Where is Dracunculus medinensis found in the body?
|Parasite||Means of Human Infection||Location of Adults in Humans|
|Dracunculus medinensis (Guinea Worm)||Ingestion of larvae in infected copepods (Cyclops and others)||Deep connective tissues, subcutaneous tissue, dermis|
What disease is caused by Dracunculus medinensis?
Dracunculiasis (guinea worm disease) is caused by the nematode (roundworm) Dracunculus medinensis.
What is the life cycle of Onchocerca volvulus?
The average adult worm lifespan is 15 years, and mature females can produce between 500 and 1,500 microfilariae per day. The normal microfilarial lifespan is 1.0 to 1.5 years; however, their presence in the bloodstream causes little to no immune response until death or degradation of the microfilariae or adult worms.
What is the incubation period of dracunculiasis?
As the incubation period of the worm takes 10–14 months, a single missed case will delay eradication by a year or more.
Who is most at risk for infection by GWD?
In general, about the same number of men and women get infected. GWD occurs in all age groups but it is most common among young adults 15–45 years old.
How do you control Dracunculus medinensis?

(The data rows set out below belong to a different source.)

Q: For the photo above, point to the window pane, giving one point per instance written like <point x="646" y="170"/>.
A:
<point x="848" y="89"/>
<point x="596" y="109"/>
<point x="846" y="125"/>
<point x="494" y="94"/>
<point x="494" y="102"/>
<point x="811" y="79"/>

There is no drug to treat Guinea worm disease and no vaccine to prevent infection. Once part of the worm begins to come out of the wound, the rest of the worm can only be pulled out a few centimeters each day by winding it around a piece of gauze or a small stick.
How is Guinea worm disease diagnosed?
How big can a Dracunculus medinensis get?
Morphology of Dracunculus medinensis Dracunculus medinensis (Mehlorn and Armstrong 2001; Matthews 1998) is one of the biggest nematodes known. Adult females can reach a maximum length of up to 800 mm long, but males can only reach a maximum length of 40 mm.
How big are the larvae of the Dracunculus?
First-stage larvae appear as thin white tubular stages measuring up to 400 µ m in length and having a rhabditiform pharynx. The third-stage larvae are longer, measuring up to 600?m in length, and they have a filariform pharynx.
What kind of organ does a larval dracundulus medinensis have?
Larval Dracundulus medinensis are free living, microscopic in size, and resembles free living nematodes. The female worm is covered in three layers of epicuticle and one thick layer of cuticle. Adult female worms have intestines but the organs are thought to be nonfunctional.
Who are the hosts of Dracunculus medinensis?
Dracunculus medinensis has two hosts, copepods and humans. The human is the Guinea worm’s only definitive host and the copepod is its most common intermediate host. Copepod populations fluctuate according to the seasons and because copepods are the primary intermediate host for D. medinensis, the parasite populations also fluctuate accordingly.